Spicy Jackfruit and Bell Pepper Fajitas with Lime Crema  image

Spicy Jackfruit and Bell Pepper Fajitas

with Lime Crema

dinner

Winter Recipes Spring Recipes Nut-Free Gluten-Free High-Protein Leafy Greens Fruit Dinner Mexican
SERVINGS
2
PREP & COOK TIME
30 min
CALORIES
460
FAT
7g
CARBOHYDRATES
82g
PROTEIN
20g

MAIN INGREDIENTS

  1. 1 onion
  2. 1 orange bell pepper
  3. 2 cloves garlic
  4. 3 oz red cabbage
  5. Jackfruit
  6. 2 tsp chili powder
  7. 1 tbsp vegan sour cream
  8. Fresh cilantro
  9. 1 lime
  10. 6 corn tortillas
  11. 1 tsp olive oil*
  12. Salt and pepper*
  13. *Not included

TOOLS

  • Baking sheet
  • Rolling pin

INSTRUCTIONS

1
Prep the produce

Preheat your oven to 425 °F. Rinse and dry produce. Peel and slice the onion. Deseed and slice the red pepper. Mince garlic and set aside.

2
Ready the vegetables

Place the onion, red pepper, and jackfruit on a foil-lined baking sheet. Toss the with chili powder, 1 tsp oil, and a pinch each salt and pepper.

3
Roast the jackfruit and vegetables

Spread evenly, and place in the oven. Roast until golden brown and beginning to char, about 15 minutes.

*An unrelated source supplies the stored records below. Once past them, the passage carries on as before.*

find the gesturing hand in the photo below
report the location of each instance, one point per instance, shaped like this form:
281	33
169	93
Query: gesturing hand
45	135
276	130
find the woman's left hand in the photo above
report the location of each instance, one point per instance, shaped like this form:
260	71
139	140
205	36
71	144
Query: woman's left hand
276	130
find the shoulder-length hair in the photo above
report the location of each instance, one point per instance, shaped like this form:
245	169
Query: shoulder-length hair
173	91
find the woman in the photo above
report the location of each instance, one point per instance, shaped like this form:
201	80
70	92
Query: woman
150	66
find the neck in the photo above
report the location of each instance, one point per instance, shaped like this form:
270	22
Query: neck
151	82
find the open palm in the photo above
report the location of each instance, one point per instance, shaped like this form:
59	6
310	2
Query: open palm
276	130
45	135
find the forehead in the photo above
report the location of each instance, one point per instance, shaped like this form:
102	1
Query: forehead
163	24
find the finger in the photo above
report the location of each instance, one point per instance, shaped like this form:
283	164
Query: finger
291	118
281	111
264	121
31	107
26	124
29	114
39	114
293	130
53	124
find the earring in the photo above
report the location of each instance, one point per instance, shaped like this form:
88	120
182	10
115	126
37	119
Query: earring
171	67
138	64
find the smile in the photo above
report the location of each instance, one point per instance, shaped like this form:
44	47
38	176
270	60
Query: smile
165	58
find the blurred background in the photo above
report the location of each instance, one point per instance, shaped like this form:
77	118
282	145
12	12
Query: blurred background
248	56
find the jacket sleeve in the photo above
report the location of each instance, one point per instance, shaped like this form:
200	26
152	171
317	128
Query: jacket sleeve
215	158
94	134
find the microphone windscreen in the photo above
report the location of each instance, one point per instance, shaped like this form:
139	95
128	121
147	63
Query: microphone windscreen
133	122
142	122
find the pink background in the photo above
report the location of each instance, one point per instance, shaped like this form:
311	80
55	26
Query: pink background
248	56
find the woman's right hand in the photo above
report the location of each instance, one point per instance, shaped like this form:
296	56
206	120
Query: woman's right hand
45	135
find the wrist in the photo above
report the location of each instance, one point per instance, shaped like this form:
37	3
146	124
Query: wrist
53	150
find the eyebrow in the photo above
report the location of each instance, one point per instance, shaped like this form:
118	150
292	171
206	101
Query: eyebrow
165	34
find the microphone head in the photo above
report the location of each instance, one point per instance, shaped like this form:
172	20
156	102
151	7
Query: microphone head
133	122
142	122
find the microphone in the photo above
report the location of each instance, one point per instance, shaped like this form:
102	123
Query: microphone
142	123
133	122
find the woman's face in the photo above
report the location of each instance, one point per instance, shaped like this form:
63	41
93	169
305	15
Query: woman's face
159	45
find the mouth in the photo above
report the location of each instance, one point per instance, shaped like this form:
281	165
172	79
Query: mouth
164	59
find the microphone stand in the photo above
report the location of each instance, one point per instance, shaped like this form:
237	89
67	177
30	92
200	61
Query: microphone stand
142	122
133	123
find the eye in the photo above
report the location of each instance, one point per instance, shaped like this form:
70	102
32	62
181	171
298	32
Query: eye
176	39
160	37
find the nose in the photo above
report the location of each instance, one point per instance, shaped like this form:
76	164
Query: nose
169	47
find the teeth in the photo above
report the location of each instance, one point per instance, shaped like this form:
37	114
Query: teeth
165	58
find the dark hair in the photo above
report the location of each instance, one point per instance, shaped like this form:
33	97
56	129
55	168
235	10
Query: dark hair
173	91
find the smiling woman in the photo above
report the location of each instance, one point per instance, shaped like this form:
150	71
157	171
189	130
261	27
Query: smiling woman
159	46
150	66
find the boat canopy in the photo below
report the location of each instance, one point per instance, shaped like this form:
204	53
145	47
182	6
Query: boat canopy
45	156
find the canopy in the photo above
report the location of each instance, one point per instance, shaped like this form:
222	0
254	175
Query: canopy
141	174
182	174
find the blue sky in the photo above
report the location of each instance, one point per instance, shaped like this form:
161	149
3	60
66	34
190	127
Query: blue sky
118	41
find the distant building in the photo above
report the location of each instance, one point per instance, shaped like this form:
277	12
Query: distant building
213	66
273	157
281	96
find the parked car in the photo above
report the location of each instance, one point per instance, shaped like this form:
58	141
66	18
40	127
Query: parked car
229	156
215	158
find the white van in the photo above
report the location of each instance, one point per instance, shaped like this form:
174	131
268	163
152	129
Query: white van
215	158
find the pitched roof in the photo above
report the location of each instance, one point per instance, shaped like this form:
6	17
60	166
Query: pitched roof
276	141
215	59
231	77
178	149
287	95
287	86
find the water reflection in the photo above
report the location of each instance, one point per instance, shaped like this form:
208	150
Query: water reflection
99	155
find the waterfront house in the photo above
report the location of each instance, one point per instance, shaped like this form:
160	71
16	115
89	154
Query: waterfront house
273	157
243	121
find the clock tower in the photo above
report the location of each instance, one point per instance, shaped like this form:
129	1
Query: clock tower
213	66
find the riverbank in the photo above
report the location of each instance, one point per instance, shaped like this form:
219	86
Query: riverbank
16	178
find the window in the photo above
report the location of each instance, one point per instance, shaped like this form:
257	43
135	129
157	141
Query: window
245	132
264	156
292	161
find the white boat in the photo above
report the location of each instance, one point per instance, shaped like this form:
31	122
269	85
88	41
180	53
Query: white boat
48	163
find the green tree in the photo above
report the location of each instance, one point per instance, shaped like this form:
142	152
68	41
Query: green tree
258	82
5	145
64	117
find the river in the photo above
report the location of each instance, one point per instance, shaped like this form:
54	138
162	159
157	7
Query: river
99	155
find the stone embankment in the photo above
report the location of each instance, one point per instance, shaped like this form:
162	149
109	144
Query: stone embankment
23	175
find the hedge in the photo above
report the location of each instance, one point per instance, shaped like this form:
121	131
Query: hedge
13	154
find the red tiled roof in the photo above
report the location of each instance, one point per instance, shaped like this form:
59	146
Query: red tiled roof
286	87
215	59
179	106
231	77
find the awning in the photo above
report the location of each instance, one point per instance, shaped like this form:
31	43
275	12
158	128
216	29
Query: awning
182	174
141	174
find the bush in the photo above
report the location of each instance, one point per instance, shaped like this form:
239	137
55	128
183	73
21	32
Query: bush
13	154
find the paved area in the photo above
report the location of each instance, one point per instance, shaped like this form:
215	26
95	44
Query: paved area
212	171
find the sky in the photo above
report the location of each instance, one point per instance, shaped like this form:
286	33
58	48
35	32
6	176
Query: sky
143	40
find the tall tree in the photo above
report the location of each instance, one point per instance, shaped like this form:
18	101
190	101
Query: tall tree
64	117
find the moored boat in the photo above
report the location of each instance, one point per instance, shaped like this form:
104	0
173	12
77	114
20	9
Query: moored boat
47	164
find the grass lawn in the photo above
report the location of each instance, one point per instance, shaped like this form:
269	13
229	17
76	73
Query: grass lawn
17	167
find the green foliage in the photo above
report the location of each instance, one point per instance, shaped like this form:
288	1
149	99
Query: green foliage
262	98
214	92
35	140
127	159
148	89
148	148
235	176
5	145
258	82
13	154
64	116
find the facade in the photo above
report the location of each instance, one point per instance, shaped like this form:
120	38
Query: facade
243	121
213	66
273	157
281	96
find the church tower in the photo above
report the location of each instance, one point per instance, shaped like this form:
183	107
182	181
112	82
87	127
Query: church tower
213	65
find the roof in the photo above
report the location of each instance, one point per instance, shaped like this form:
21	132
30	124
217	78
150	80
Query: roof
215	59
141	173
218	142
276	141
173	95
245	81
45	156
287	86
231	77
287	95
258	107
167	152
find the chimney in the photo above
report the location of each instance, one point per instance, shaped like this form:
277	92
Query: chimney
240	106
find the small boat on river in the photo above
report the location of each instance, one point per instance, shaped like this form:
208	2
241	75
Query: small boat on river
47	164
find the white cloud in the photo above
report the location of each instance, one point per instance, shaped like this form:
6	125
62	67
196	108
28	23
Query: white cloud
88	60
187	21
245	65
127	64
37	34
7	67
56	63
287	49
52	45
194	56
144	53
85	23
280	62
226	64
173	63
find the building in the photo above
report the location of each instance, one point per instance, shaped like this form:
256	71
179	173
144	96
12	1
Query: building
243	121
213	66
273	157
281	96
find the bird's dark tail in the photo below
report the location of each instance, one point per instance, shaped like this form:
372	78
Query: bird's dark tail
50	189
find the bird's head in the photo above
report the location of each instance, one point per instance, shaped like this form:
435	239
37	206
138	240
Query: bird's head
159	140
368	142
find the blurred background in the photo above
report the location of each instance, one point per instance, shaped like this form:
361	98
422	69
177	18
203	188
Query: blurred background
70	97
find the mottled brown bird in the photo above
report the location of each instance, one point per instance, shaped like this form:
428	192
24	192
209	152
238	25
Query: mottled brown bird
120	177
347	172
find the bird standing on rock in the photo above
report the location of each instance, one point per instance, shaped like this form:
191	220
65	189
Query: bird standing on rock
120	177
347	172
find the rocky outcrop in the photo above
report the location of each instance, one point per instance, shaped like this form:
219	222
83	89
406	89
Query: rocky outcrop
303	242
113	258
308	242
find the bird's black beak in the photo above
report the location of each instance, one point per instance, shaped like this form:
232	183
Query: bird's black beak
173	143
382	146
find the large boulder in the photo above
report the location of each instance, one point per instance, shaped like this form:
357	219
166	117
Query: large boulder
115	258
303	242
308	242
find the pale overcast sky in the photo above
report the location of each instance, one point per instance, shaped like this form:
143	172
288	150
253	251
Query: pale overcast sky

Remove baking sheet from oven.

4
Warm the tortillas

While the vegetables roast, wrap your tortillas in tin foil. When the vegetables are done roasting, you can put them in the turned off oven to gently warm until you’re ready to eat.

5
Make the sauce

Rinse and halve the lime. In a small bowl, combine juice from half of the lime, minced garlic, vegan sour cream and a pinch of salt and stir to combine. Rinse and dry the cilantro, then pick the leaves and tender stems.

6
Assemble fajita

Remove the vegetables, jackfruit, and tortillas from the oven. On a large plate evenly divide the tortillas. Top them with the with roasted vegetables and jackfruit, the red cabbage, cilantro, and drizzle with your lime crema. Enjoy!